Two federal races on Ohio County ballots ended as late campaign polls indicated with Republican Rep. David McKinley winning the favor of First Congressional District voters for a third consecutive term in the U.S. House of Representatives, and Republican Rep. Shelley Capito becoming the first female to represent the Mountain State in the United States Senate.

McKinley regained the seat by more than 30,000 votes to defeat W.Va. Auditor Glen Gainer, the Democratic nominee, and Capito – initially elected in 2001 in the state’s Second Congressional District – captured the Senate seat by more than 100,000 votes over W.Va. Sec. of State Natalie Tennant.

“I have said from day one: this campaign was never about me, it was always about you: the people of West Virginia. And I wish the Congresswoman nothing but the best of luck and success serving you,” Tennant said during her concession speech.
“In so many ways, tonight is not the end, but only the beginning. I have often said that West Virginia’s story is my story. And I look forward to writing the next chapter as your Secretary of State.

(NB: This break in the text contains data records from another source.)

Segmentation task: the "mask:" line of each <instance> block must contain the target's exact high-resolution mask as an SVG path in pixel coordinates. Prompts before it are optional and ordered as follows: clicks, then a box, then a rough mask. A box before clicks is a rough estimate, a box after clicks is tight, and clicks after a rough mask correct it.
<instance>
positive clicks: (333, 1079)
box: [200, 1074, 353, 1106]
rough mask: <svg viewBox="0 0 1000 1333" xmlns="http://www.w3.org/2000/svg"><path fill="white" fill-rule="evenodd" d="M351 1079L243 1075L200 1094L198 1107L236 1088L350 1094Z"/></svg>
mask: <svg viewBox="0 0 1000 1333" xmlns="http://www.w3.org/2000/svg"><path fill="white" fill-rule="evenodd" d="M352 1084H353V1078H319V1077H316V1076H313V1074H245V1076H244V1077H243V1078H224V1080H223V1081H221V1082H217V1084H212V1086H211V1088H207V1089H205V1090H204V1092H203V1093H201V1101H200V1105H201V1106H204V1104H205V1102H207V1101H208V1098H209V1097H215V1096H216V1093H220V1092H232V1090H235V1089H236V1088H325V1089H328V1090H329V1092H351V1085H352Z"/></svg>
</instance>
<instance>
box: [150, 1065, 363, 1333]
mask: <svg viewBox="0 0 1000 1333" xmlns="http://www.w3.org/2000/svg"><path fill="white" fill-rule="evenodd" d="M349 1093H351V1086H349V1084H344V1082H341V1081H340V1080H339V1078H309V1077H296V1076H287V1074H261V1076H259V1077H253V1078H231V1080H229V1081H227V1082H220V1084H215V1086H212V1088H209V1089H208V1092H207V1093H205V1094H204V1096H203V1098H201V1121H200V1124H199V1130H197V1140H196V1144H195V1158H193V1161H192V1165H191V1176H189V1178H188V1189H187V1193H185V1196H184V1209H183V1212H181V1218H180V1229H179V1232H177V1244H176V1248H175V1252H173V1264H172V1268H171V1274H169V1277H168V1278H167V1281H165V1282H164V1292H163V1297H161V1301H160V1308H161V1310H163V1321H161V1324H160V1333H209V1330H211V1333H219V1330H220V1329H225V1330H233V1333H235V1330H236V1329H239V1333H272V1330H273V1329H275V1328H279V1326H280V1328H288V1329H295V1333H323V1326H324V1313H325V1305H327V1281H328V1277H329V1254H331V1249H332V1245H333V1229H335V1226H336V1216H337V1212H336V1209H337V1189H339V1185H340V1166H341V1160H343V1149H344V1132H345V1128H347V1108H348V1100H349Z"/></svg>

Rep. Capito insisted her goal in the Senate will be to improve the federal government’s support for the Mountain State in a bipartisan fashion. “I go to the Senate with a mandate to make Washington work for West Virginia again – to end Washington’s practice of picking winners and losers.

“Tonight I want to be the first to extend my hand of cooperation to Sen. Joe Manchin (D-W.Va.) and the members of the West Virginia congressional delegation to join me in this fight to put West Virginia first again.

“For the first time in our state’s history West Virginians are sending a woman to the United States Senate. I am honored and excited to be standing here as that Senator,” she said. “It is impossible to convey how much gratitude I feel and how humbled I am by your confidence.  I hope that I live up to your highest standards and that my service will serve as a role model for young women of our state and an inspiration for them that they too can achieve great things.”